Records vs Olympiakos

Máximo goleador: Fernando Morientes (4 goles)
Goleador rival: Djordjevic (2 goles)
Mayor victoria: 4 - 2 (12.09.2006)
Mayor derrota: 1 - 3 (12.08.2005)
Más repetido: 2-1 (2 veces)

Crónica

El Valencia se impuso al Olympiacos griego, con más ganas que buen juego, resultado que, unido a la derrota del Roma en Ucrania, asegura al equipo que dirige Quique el primer puesto de su grupo en la Champions, a falta de la última jornada en la que los de Mestalla visitarán la capital italiana. De esta manera se evita el cruce en octavos con los primeros clasificados de los restantes grupos, en teoría los rivales más potentes. En Roma, el Valencia será recibido en audiencia por el Papa Benedicto XVI y ojalá que sirva para desterrar el mal fario que persigue a sus jugadores. Ayer fue Villa el damnificado, lesión que le puede impedir estar ante el Real Madrid.

Del choque de anoche, poco que destacar. El juego continúa sin ser el esperado y el equipo se sigue moviendo por arreones, con casta, pero temeroso y sin confianza. El primer tiempo fue de bostezo. Los de Quique, sin confianza y temerosos de intentar cualquier acción ante el temor a fallar, se perdían en pases horizontales e incluso atrás. Baraja, brújula en mano, trató desde el primer instante de poner en funcionamiento al equipo. Pero ni por esas.

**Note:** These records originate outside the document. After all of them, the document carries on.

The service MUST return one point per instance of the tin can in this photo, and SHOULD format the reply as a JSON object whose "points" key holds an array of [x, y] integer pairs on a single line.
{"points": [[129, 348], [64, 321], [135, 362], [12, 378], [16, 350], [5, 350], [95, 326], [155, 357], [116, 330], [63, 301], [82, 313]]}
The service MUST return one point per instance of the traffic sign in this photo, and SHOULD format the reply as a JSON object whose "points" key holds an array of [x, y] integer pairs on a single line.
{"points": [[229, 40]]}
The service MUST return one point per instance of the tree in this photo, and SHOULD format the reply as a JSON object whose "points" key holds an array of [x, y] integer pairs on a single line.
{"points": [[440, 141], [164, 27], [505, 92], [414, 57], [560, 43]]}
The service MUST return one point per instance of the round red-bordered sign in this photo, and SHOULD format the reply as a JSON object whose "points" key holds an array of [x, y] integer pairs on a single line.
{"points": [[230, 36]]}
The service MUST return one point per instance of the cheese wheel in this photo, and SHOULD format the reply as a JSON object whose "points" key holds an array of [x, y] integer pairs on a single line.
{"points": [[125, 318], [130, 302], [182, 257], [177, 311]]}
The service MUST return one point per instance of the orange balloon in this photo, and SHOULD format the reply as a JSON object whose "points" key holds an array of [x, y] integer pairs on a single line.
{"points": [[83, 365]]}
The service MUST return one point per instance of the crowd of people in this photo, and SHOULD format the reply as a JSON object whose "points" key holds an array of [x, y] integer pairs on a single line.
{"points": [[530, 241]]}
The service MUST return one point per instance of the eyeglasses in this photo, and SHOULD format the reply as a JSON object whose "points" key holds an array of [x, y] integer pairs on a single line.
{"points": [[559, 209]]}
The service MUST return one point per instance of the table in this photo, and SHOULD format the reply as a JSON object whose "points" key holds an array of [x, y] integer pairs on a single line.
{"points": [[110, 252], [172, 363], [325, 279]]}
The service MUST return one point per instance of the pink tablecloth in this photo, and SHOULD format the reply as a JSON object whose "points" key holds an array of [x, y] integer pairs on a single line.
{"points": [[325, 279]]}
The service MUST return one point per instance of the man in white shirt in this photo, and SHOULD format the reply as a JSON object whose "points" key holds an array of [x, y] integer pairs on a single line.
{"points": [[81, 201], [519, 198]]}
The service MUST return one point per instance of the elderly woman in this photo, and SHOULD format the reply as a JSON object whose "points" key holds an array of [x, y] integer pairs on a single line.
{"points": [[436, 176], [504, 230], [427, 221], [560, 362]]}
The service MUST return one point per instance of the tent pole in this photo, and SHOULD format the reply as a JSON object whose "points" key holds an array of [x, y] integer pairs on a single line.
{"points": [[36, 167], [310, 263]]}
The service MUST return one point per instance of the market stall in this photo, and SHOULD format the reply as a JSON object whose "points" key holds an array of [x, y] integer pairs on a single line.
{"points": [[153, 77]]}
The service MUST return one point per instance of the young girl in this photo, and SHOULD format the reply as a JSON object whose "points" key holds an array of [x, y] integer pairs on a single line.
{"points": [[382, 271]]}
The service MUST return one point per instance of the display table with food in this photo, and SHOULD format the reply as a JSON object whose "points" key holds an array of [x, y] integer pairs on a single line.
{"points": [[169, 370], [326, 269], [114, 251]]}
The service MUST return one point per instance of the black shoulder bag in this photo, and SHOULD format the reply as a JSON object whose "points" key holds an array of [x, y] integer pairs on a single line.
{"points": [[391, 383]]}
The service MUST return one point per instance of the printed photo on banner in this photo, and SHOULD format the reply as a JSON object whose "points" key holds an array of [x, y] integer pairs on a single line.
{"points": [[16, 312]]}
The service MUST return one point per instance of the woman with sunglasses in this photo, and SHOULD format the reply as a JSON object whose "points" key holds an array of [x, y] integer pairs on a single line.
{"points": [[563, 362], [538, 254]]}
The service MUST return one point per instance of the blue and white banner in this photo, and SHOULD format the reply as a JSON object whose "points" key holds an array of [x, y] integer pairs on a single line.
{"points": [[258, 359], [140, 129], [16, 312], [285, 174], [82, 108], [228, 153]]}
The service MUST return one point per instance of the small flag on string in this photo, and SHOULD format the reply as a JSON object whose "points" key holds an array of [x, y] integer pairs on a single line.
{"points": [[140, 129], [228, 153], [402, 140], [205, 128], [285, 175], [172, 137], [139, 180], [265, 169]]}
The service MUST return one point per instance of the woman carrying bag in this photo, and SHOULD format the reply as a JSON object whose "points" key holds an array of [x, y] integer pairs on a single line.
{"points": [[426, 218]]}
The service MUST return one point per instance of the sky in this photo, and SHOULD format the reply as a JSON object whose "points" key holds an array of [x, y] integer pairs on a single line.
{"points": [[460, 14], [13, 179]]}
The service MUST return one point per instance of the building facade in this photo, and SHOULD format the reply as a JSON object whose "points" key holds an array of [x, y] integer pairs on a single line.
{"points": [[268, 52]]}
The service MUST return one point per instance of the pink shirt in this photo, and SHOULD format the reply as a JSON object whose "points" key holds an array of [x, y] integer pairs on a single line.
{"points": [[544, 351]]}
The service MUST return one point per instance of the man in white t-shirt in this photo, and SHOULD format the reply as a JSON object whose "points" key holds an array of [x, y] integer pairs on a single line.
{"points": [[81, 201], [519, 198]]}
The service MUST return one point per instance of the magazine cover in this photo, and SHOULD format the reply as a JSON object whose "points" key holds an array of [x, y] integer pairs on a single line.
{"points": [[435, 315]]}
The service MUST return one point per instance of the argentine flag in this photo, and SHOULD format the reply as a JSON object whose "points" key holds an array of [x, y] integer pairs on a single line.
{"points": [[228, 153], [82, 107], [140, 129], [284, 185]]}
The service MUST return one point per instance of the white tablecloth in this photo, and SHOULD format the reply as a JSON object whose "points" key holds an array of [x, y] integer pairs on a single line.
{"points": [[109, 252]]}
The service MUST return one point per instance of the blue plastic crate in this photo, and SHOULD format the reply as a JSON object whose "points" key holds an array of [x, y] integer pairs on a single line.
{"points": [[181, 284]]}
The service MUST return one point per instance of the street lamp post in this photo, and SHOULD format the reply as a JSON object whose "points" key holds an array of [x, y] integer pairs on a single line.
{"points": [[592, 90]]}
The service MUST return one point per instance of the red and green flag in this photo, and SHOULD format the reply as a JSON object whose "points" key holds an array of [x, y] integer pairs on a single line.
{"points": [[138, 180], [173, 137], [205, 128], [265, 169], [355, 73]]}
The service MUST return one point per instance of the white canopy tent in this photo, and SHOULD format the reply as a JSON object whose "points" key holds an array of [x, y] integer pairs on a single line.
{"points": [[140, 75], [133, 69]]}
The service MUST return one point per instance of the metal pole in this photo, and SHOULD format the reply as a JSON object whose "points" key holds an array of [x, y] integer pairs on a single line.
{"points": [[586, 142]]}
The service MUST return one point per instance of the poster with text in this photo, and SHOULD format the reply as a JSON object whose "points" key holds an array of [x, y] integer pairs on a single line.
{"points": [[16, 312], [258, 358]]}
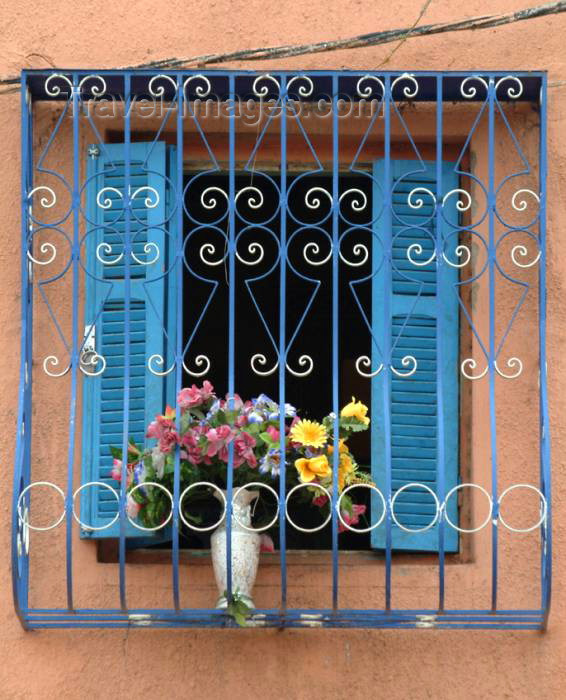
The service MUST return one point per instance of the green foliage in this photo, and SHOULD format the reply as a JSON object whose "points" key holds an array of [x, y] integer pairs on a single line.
{"points": [[238, 609]]}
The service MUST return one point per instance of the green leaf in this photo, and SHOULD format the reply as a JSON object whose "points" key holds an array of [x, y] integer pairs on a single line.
{"points": [[266, 437], [353, 425]]}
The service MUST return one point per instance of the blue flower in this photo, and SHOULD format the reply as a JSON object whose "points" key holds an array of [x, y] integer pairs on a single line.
{"points": [[270, 464], [255, 417]]}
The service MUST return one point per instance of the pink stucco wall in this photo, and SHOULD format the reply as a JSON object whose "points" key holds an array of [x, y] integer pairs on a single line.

A Curro le costó familiarizarse con la banda izquierda. Pallardó empezó dubitativo y entregando mal. Joaquín, pese a algún destello, no tiene lucidez. Angulo corrió de un lado a otro sin que nadie conectara con él y, para colmo de males, Villa se lesionó. Uno más. El Valencia sigue viviendo, y sufriendo, en la más absoluta penumbra. A sus jugadores se les nubla la vista cuando tienen que mirar hacia delante. Y con Silva en la banda, la creatividad desciende a pasos agigantados. Cuando el canario se vino un par de veces hacia el centro metió dos pases más que aprovechables.

Y el Olympiacos, sin ser nada del otro mundo, empezó asustando. Lo que faltaba para cohibir más a un inseguro Valencia. A los tres minutos Rivaldo hizo intervenir a Cañizares y, a los 22, Maric, a balón parado, también obligó a lucirse al meta. Todo el arsenal ofensivo valencianista se redujo en este periodo a un remate con la cabeza de Silva, al filo de la media hora, que el meta griego rechazó. Esto y el zapatazo salvador de Angulo con el tiempo cumplido. El descanso se agradeció.

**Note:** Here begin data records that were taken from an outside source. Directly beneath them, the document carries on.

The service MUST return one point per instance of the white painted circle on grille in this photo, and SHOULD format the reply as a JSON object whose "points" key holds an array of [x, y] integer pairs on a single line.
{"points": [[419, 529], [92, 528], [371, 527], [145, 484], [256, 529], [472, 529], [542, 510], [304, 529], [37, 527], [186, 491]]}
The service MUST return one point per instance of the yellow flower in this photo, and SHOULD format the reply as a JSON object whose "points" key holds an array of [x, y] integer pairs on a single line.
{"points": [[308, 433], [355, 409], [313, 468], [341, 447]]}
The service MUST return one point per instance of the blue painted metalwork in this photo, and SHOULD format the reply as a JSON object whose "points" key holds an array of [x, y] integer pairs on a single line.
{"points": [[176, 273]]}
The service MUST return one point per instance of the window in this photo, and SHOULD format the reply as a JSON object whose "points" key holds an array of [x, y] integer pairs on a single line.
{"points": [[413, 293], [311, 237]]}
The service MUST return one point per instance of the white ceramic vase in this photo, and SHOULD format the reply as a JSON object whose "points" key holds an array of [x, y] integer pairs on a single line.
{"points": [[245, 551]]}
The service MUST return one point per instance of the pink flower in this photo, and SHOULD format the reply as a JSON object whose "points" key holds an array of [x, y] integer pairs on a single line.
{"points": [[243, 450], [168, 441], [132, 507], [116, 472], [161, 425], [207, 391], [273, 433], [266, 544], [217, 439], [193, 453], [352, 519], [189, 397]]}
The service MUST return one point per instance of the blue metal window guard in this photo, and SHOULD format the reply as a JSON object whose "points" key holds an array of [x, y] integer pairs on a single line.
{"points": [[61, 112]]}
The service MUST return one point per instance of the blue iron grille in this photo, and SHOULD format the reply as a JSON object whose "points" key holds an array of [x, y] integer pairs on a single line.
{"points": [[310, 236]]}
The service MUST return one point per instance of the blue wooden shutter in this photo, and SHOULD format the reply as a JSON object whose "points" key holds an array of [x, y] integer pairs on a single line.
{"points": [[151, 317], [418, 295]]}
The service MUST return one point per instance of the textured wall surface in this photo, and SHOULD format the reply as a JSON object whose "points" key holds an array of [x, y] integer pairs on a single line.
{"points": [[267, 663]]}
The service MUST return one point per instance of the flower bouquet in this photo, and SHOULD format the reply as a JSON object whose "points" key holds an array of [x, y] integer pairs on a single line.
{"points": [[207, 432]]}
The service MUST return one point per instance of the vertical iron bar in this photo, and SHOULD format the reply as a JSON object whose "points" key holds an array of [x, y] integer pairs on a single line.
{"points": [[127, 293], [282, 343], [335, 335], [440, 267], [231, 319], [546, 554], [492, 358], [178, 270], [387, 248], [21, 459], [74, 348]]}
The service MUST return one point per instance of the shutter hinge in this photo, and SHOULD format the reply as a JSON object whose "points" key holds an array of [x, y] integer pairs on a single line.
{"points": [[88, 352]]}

Los temores de la parroquia se disiparon nada más comenzar el segundo periodo. Morientes obró la gracia con un gol de los suyos, con la testa, elevándose en el momento justo para conectar y sentenciar. La ventaja en el marcador dio tranquilidad a los jugadores y también a los aficionados. Ya nadie temía por el desenlace final, porque el cuadro griego, peleón y entusiasta, carece de calidad en la mayoría de sus hombres. Y Rivaldo, por su parte, da sus últimos coletazos.

El panorama cambió de forma considerable. El Valencia hasta hizo un par de buenas jugadas y sólo cuatro minutos después de sentenciar Morientes, Joaquín, por fin, apareció. Pero el andaluz tiene todo de espaldas. Su buena acción, metiéndose veloz hasta la cocina, mereció acabar en el gol que impidió sobre la línea un zaguero visitante. Y en un lanzamiento posterior estrelló el balón en el poste. Con todo resuelto y poco más a lo que atender, el público empezó a pedir la presencia de Tavano sobre el césped. Cuando Quique salió del banquillo, con mayor insistencia. Y como el horno no está para bollos y tampoco era cuestión de llevar la contraria, el técnico accedió ante el beneplácito y ovación general.

Pero, para ovación, cariñosa y de satisfacción, la que los aficionados dedicaron a Baraja cuando abandonó el campo. La gente agradeció su implicación, sus ganas, sobre todo su vuelta, su recuperación cuando más le necesita su equipo. Por lo demás, satisfacción general por la clasificación, por el liderato y las ventajas que conlleva, y a esperar tiempos mejores. La visita a Roma será un mero trámite, en el que sólo habrá en juego dinero, euros, que tampoco sobran.